The St. Regis Al Mouj Muscat Resort
When you book The St. Regis Al Mouj Muscat Resort in Muscat, Oman through our Marriott Stars partnership, your stay includes daily breakfast, room upgrades and a hotel credit.
Exclusive Booking Perks
- Personalized and customized amenity
- Complimentary breakfast daily for two guests per room
- All STARS hotels offer a hotel credit valued at $100 USD (once per stay)
- Early check-in and late check-out (when available)
- Complimentary upgrade (if available at check-in)
Location
St. Regis properties bring the formality and grace of Astor-era New York to their global addresses, translating that heritage through local design and the brand's dedicated butler service. The original St. Regis invented the Bloody Mary in 1904, a tradition carried forward at every property alongside a refined atmosphere that references place without sacrificing polish.
Muscat unfolds between the Hajar Mountains and the Gulf of Oman, a city where frankincense smoke still drifts through souks and white stone buildings gleam against rust-coloured cliffs. Al Mouj lies along the northern coast, a contemporary planned district where the call to prayer echoes across marina berths and the sea stretches jade and cobalt toward the horizon. The air carries salt and heat, softened by Gulf breezes. This is a capital that has kept its soul intact despite rapid modernization, where dhows still rest in fishing harbours and the Sultan Qaboos Grand Mosque's minaret rises visible for miles.
The property sits two kilometres from Muscat International Airport, a proximity that makes arrival and departure nearly seamless. Taxis are the standard ground transport, and the short distance means jetlag has little time to settle before you're watching sunset from the coastline.

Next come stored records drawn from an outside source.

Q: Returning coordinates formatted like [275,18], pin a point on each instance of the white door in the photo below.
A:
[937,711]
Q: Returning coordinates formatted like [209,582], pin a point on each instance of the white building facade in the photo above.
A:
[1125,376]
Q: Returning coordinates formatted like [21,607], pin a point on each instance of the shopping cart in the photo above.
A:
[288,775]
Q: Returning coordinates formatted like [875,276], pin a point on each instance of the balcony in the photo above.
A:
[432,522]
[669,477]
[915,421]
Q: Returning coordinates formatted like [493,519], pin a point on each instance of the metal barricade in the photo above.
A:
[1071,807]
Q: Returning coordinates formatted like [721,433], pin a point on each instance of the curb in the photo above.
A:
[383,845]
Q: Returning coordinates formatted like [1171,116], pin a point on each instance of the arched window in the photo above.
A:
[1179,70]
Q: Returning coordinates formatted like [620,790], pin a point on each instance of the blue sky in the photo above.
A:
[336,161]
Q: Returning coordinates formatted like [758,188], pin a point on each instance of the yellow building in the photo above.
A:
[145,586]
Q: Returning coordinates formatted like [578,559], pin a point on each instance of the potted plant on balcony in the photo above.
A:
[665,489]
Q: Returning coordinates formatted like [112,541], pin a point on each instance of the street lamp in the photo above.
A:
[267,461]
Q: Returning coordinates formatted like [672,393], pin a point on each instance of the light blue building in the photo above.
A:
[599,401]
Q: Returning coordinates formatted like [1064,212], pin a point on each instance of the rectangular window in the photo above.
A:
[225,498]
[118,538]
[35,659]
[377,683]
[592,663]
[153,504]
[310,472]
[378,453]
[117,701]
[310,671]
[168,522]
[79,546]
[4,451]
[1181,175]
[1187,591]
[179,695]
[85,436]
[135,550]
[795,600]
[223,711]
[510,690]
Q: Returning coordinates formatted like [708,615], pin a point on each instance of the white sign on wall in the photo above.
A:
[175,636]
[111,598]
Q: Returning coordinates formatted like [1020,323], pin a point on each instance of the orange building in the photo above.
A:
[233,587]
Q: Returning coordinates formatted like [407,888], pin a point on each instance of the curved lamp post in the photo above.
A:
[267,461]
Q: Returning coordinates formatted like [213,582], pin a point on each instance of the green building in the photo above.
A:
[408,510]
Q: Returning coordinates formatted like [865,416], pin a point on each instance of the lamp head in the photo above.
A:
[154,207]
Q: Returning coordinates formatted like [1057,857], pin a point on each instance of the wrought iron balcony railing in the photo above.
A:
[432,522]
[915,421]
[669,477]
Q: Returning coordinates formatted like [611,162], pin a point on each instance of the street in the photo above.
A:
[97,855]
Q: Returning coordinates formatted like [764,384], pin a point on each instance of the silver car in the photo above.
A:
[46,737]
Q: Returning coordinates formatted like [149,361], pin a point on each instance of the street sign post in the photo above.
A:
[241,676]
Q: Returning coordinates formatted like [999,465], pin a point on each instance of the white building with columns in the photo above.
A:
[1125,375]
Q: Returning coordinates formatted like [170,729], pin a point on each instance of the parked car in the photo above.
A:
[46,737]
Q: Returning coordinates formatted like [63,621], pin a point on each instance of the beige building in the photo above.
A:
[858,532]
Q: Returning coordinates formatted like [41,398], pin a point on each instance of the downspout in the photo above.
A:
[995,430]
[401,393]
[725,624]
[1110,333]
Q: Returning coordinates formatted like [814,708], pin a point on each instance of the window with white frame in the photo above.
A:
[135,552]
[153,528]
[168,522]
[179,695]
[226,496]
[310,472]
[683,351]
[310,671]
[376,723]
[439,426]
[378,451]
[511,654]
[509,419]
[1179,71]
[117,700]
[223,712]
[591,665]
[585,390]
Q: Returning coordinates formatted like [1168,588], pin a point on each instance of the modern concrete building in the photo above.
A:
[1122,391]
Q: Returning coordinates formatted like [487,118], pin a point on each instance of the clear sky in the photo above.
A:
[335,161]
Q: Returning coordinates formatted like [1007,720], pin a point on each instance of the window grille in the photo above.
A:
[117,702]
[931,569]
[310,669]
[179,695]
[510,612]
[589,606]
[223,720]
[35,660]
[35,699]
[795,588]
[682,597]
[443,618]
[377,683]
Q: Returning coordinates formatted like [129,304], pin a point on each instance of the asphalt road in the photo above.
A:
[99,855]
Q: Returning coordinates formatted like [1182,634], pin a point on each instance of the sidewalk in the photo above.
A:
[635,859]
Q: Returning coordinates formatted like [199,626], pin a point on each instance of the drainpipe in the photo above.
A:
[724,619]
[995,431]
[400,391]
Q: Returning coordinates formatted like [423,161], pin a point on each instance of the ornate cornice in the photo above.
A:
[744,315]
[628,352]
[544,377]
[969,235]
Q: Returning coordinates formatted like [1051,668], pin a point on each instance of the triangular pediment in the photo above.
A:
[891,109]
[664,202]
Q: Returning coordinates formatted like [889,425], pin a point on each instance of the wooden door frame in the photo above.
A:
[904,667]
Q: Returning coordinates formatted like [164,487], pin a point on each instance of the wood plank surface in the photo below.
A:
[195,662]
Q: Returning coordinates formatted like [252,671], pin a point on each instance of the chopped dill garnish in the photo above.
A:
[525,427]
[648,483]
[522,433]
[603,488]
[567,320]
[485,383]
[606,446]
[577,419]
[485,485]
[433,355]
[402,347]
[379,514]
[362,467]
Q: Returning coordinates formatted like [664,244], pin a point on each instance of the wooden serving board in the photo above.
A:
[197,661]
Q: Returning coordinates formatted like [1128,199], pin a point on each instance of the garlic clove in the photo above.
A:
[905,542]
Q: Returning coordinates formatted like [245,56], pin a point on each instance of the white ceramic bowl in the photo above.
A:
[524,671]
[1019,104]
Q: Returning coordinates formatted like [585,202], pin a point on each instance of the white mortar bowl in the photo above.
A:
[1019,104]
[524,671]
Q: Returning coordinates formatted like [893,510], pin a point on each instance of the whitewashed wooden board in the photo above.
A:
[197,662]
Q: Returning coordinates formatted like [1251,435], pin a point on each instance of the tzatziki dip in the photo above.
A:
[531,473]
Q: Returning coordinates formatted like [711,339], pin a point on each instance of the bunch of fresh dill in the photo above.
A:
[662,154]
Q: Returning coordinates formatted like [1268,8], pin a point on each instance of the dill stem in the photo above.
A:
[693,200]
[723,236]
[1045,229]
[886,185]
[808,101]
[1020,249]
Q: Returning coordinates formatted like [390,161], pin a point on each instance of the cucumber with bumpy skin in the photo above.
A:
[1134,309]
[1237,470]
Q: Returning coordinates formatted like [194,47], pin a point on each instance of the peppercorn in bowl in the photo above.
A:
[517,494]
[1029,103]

Al Mouj Beach lies just four hundred metres away, a ribbon of pale sand where the Indian Ocean laps quietly and the morning light turns the water translucent. Almouj Golf stretches across low dunes less than two kilometres from the property, an eighteen-hole course designed by Greg Norman where fairways run between rocky outcrops and the Gulf wind becomes a strategic consideration. The marina at Al Mouj, two kilometres along the coast, hosts sailing charters and waterfront cafés where you can watch superyachts glide past while drinking thick Arabic coffee. Al Qurm Nature Reserve, twenty kilometres south in the city proper, protects one of Oman's last coastal mangrove forests, a tangle of roots and channels where herons nest and mudskippers dart across tidal flats.
Book a morning drive to Mawaleh Central Fruits and Vegetables Market, seven kilometres inland, where vendors arrange pyramids of pomegranates, dates sticky with syrup, and limes the size of golf balls. The scent of cardamom and dried lemon hangs in the narrow aisles. Ghala Valley Golf Club, thirteen kilometres west, offers another course where the landscape feels more mountainous, greens carved into the foothills. Start your exploration of Muscat proper with the souks near Muttrah Corniche, where silver khanjar daggers and woven textiles spill from stalls, then follow the scent of bakhoor incense to find the vendors who know their trade.
Winter, from November through March, brings the gentlest weather. Temperatures hover in the low to mid-twenties during the day, dropping to the high teens at night when the desert cools and the breeze off the Gulf carries a faint chill. The light is crystalline, the sky an unbroken dome of blue. This is when Muscat feels most inviting, when you can walk the corniche at midday without seeking shade.
Spring arrives abruptly in April, temperatures climbing past thirty degrees and the heat beginning to assert itself. By May, the thermometer pushes into the mid-thirties, and the city slows. Summer, from June through September, is relentless: highs reach thirty-six degrees, humidity rises, and the sun bleaches colour from the sky. Mornings and late evenings become the only comfortable hours.
Autumn in October and November sees temperatures retreat into the low thirties, then the twenties, and the city exhales. The sea remains warm enough for swimming well into December. Plan your visit between November and March when Muscat reveals its finest hours, the heat a companion rather than an adversary.